The committee also discovered evidence that the Trump administration had interfered with the recommendations of the Centers for Disease Control and Prevention (CDC), removing references to face coverings and suggestions to suspend choirs, for example, in order to avoid offending faith communities.
Anchor Martha MacCallum of the Fox News Channel asked Dr. Robert Redfield, who directed the CDC when the coronavirus crisis broke out and continued to direct it until President Biden took office, to respond to the report. He essentially confirmed it and deflected his own responsibility for permitting the tampering with public health information onto the White House. He said that the agency was replaced by the White House coronavirus task force, which “limited the CDC’s ability to communicate effectively to the American public,” and said, “I was very disappointed in that.”

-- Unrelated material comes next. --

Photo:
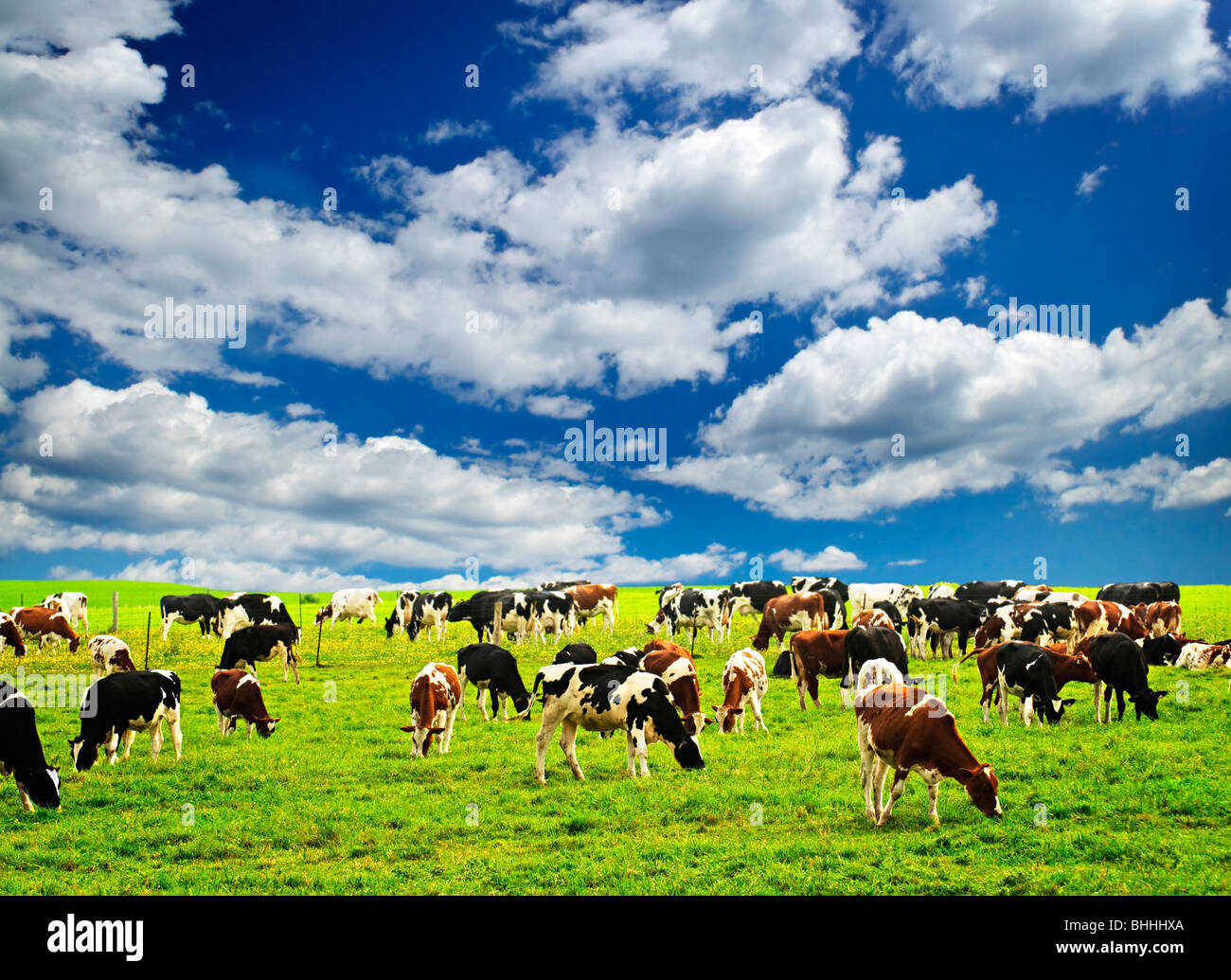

President Biden has fought an uphill battle to contain the pandemic in the face of right-wing opposition to public health measures: more than 90% of adult Democrats have gotten the vaccine, while only 60% of adult Republicans have. Conservative courts have blocked the Biden administration’s attempts to mandate coronavirus vaccines or frequent testing for federal contractors, health care workers, and companies that employ more than 100 people.
The Biden administration won a significant victory when the 6th U.S. Circuit Court of Appeals overturned a decision blocking the Occupational Safety and Health Administration from requiring vaccines or frequent testing for companies with more than 100 employees. For now, the requirement will stand, but its opponents say they will take their challenge to the Supreme Court.